We have written a number of SSIS packages that import data from CSV files using the Flat File Source.
It now seems that after these packages are deployed into production, the providers of these files may deliver files where the column order of the files changes (Don't ask!). Currently if this happens, our packages will fail.
For example, an additional column is inserted at the beginning of each row. In this case, the flat file source continues to use the existing column order, which obviously has a detrimental effect on the transformation!

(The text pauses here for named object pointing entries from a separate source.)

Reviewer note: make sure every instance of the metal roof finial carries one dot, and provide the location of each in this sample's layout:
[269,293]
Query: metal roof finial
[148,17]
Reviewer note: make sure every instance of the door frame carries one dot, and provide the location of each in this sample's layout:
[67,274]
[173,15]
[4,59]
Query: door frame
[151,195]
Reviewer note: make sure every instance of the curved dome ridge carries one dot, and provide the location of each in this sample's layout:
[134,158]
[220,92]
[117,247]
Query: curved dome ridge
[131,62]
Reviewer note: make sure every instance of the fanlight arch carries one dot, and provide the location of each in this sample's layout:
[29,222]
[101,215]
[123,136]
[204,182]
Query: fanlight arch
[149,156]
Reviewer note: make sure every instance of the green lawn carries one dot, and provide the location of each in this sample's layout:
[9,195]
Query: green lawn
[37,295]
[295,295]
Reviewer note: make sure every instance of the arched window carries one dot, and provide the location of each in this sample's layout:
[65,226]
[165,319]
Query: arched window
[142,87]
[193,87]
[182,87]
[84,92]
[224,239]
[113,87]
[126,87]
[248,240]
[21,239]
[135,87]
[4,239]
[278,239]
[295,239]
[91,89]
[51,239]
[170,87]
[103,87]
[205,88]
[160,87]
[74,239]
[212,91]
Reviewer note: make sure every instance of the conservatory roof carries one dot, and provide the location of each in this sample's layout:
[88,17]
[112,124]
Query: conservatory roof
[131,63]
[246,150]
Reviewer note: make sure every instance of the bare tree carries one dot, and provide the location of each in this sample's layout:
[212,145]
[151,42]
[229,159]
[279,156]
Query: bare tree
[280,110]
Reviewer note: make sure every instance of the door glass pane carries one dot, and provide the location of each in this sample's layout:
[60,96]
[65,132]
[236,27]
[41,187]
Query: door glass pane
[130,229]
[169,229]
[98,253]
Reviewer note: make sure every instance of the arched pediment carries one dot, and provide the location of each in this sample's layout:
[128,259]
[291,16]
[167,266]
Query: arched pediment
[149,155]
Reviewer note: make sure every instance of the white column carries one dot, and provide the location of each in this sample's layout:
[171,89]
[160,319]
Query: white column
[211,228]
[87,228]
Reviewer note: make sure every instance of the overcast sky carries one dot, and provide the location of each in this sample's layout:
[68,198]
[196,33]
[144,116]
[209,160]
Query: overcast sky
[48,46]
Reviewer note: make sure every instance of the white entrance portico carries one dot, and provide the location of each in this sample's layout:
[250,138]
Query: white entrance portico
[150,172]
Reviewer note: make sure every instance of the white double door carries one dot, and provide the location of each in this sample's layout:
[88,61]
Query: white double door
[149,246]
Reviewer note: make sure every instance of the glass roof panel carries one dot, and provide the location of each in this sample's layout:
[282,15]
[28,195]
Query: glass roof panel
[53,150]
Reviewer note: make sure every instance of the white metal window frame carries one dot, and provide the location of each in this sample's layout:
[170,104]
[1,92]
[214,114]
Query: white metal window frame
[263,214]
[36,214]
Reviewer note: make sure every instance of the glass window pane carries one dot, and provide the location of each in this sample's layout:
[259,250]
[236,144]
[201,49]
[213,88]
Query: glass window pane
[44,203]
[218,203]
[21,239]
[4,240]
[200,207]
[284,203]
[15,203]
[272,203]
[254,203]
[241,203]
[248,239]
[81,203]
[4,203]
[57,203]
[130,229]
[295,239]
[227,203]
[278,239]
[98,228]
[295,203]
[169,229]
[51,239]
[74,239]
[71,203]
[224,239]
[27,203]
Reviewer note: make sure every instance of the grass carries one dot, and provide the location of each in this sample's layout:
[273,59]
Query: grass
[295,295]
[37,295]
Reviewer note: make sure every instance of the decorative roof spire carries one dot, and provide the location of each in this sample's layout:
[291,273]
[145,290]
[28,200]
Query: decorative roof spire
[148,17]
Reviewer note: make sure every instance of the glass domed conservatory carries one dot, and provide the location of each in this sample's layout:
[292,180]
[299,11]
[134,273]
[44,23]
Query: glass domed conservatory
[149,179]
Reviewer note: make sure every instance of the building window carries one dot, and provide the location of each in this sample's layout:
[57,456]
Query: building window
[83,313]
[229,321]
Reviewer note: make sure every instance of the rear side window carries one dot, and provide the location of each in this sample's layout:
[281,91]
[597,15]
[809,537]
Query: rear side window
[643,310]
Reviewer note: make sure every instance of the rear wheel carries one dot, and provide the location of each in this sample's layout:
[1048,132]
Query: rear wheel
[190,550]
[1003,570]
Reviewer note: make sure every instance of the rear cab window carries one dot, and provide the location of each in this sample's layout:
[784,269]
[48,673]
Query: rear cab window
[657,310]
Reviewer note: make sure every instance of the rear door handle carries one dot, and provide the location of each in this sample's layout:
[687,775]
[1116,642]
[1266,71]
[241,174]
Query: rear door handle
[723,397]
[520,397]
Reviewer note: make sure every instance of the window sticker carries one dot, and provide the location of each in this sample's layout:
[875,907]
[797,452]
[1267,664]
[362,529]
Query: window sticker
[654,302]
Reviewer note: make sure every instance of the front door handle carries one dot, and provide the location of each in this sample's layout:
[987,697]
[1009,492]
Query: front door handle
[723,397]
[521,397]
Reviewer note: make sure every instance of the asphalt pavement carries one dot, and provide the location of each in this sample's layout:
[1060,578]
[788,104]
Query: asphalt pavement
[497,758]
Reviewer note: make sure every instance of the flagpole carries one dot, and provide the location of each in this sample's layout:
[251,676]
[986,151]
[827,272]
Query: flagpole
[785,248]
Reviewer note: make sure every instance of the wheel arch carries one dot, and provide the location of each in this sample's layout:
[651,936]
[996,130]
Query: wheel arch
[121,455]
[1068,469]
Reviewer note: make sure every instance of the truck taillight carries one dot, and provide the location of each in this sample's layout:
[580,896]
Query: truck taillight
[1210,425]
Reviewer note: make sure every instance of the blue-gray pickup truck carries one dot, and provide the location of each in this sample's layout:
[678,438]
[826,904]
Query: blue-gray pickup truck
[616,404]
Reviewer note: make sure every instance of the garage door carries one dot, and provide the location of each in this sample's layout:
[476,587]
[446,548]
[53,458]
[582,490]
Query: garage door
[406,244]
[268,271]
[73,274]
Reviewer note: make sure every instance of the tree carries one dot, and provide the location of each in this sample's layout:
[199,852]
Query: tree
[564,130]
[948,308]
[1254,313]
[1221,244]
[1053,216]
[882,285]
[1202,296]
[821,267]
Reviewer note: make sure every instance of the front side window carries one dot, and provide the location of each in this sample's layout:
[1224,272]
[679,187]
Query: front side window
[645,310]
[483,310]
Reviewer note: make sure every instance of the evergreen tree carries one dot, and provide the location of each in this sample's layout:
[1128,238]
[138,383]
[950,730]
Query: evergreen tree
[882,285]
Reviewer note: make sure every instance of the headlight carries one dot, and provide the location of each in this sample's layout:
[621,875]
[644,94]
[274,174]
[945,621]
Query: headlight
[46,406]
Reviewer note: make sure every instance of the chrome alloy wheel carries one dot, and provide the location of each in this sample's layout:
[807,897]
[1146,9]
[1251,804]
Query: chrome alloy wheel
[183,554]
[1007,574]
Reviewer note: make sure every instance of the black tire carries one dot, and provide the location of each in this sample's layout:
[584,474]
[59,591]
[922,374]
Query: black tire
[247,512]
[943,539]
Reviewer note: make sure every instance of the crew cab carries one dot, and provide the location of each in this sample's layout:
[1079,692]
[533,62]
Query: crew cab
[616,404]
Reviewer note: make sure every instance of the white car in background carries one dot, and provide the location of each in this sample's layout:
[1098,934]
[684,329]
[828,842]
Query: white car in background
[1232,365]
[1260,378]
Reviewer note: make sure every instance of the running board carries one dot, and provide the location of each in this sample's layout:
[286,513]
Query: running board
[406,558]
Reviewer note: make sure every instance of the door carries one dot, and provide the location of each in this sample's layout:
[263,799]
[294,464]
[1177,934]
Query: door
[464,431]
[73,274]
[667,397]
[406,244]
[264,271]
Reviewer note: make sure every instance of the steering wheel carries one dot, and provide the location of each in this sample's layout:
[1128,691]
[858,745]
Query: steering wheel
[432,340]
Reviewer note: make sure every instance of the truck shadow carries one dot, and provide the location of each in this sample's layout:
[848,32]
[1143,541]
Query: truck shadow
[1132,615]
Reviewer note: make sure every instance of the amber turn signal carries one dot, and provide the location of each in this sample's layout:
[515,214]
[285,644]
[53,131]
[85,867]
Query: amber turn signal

Eg. Using a trivial example, the original file has the following content :
OurReference,Client,Amount 235,MFI,20000.00 236,MS,30000.00
The output from the flat file source is :
OurReference Client Amount 235 ClientA 20000.00 236 ClientB 30000.00
Subsequently, the file delivered changes to :
OurReference,ClientReference,Client,Amount 235,A244,ClientA,20000.00 236,B222,ClientB,30000.00
When the existing unchanged package is run against this file, the output from the flat file source is :
OurReference Client Amount 235 A244 ClientA,20000.00 236 B222 ClientB,30000.00
Ideally, we would like to use a data source that will cope with this problem – ie which produces output based on the column names, instead of the column order.
Any suggestions would be welcomed!
Not that I know of.
A possibility to check for the problem in advance is to set up two different connection managers, one with a single flat row. This one can read the first row and tell if it's OK or not and abort.
If you want to do the work, you can take it a step further and make that flat one-field row the only connection manager, and use a script component in your flow to parse the row and assign to the columns you need later in the flow.
As far as I know, there is no way to dynamically add columns to the flow at runtime - so all the columns you need will need to be added to the script task output. Whether they can be found and get parsed from the each line is up to you. Any "new" (i.e. unanticipated) columns cannot be used. Columns which are missing you could default or throw an exception.
A final possibility is to use the SSIS object model to modify the package before running to alter the connection manager - or even to write the entire package dynamically using the object model based on an inspection of the input file. I have done quite a bit of package generation in C# using templates and then adding information based on metadata I obtained from master files describing the mainframe files.